A new set of ethics principles should help researchers and funders do justice to the interests of those involved with Africa’s genomics research.
Helicopter science. Sample safaris. Parachute research. These are all pejorative terms used to describe the practice of collecting biological samples, artefacts or data from developing countries and analysing them elsewhere, with little input from – or credit given to – local scientists.
Such practices are almost universally denounced by research funders and institutions in the global north. Yet the language still crops up, especially in disciplines such as genomics, for which the technology required to decode DNA at high volumes remains concentrated in wealthy countries.
In human genomics, there has been a push to ensure that research on samples collected in developing countries – particularly in Africa – is anchored in local science and community engagement. One example of this is the Human Heredity and Health in Africa (H3Africa) initiative, which is funded by the US National Institutes of Health and the London-based Wellcome Trust. Since 2012, it has funded genomics projects whose principal investigators are African, with several of the projects being managed locally from Kenya’s capital, Nairobi.

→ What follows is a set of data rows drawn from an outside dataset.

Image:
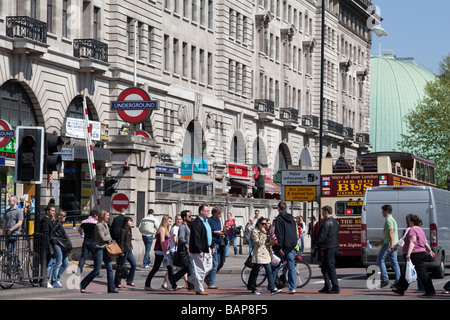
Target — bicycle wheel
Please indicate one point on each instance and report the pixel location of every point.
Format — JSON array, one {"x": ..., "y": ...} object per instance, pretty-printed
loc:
[
  {"x": 303, "y": 271},
  {"x": 245, "y": 275},
  {"x": 32, "y": 268},
  {"x": 7, "y": 276}
]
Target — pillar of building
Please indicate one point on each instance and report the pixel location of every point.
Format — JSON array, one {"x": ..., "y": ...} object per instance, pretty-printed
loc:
[{"x": 133, "y": 161}]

As we report this week, the H3Africa group has now published a guide for the ethical handling of genomic research and biobanking in Africa. It sets out to empower African researchers and communities, and to educate them on their rights in asking for greater control over how samples are collected, stored and used. It also contains rules of engagement for non-African institutions that are partnering with, or funding research in, Africa.
It’s a useful guide, and draws on existing ethics policy documents. Many of its recommendations – such as avoiding tokenistic participation by African researchers, and ensuring that research results are fed back to the communities that donated the samples – have been regarded as good practice in the field for some time. But, in reality, such practices are all too often still lacking.
The fact that the document is derived from in-depth conversations with African researchers and ethics review boards gives it added legitimacy. Perceptions can vary about whether partnerships are equitable or not, and it is not uncommon for northern partners to hold up projects as exemplary in terms of their equitability, with African participants in the same projects complaining of limited input. This framework should help, by allowing negotiating partners to sing from the same hymn sheet.
Because it is voluntary, the framework’s impact will depend on its use by its target audiences. African research-ethics committees that preside over applications to carry out genetic research can use it to ensure that their decisions have the interests of Africans at heart. African researchers can draw on it to negotiate more-advantageous terms in partnerships. Research funders can encourage applicants to consider the framework when submitting proposals. African governments can use it to inform their rules guiding genomics research. And, perhaps most importantly, African communities can look to the framework for information about what to expect, or even demand, from their participation in research.
Ultimately, the foremost priority of researchers, funders, regulators and ethicists should be to respect the rights and interests of the populations studied. In the scramble for African genomes, such rights can easily be overlooked – especially in countries with weak governance, where research-ethics rules are outdated or where patient-rights groups are lacking. There is therefore a need for greater involvement by African governments and civil society, to ensure that genomic research is in the public’s interest, not just in the interests of the participating scientists – regardless of where they come from.